Post Viral Acute Cerebellar Ataxia following Chickenpox (Varicella) in a toddler
Background: Varicella-zoster virus (VZV) is one of the most common infections of childhood causing chickenpox, which in a majority of cases is self-limiting without any complicating consequences. However, in a meagre 0.01-0.03% cases, chickenpox may lead to serious neurological complications. Among them is acute cerebellar ataxia, which presents with the characteristic sign of broad-based gait abnormality, progressing gradually over the course of days, the mechanism of which is still debated upon. As a treatment option, the use of antiviral remains controversial, and some recommend it for better prognosis while others do not base on its autoimmune pathogenesis. This case is being communicated due to its rarity.

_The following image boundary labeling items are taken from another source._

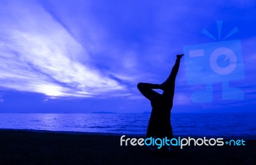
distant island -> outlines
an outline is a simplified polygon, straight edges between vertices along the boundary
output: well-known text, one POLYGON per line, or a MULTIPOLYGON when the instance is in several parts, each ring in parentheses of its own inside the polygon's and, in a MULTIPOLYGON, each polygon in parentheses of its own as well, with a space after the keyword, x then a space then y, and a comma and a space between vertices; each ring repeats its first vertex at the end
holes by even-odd
POLYGON ((117 113, 113 111, 93 111, 92 113, 117 113))

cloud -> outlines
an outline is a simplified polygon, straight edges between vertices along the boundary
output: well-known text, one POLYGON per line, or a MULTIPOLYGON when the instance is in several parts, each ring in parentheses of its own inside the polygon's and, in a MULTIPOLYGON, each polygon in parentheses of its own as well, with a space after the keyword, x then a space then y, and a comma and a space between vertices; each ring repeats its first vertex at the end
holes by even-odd
POLYGON ((122 95, 125 87, 97 69, 66 28, 38 4, 27 4, 1 7, 2 88, 56 97, 122 95))

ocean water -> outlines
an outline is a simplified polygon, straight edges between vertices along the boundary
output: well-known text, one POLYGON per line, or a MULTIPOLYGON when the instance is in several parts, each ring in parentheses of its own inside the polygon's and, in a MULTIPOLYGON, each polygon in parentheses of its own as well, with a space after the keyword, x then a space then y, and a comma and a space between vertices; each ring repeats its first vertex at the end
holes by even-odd
MULTIPOLYGON (((149 113, 0 113, 0 129, 145 134, 149 113)), ((255 136, 256 113, 172 114, 173 134, 255 136)))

Case Presentation: A case of a two-year-old female with a recent history of chickenpox eruption presented with the complaint of progressive loss of normal gait and difficulty in talking followed by generalized to-and-fro movements of her body leading to a diagnosis of post-viral acute cerebellar ataxia. There was no significant history of any past illnesses. Bacille Calmette Guerin (BCG) vaccine was given at birth, later followed by a single dose of pentavalent (Penta) vaccine.
Management: Central nervous system (CNS) examination showed ataxic gait, pupils bilaterally equally reflective to light (BERL), nystagmus, dysmetria, and decreased muscle tone. Laboratory investigations were within the normal range. Imaging modalities that were all normal excluded other causes, including metabolic, tumors, and toxins. The patient was empirically treated with IV acyclovir BD for one week.
Conclusion: As the rash of chickenpox resolves spontaneously in most cases, it is important that children infected with VZV should be closely observed for any neurological symptoms for timely and effective intervention.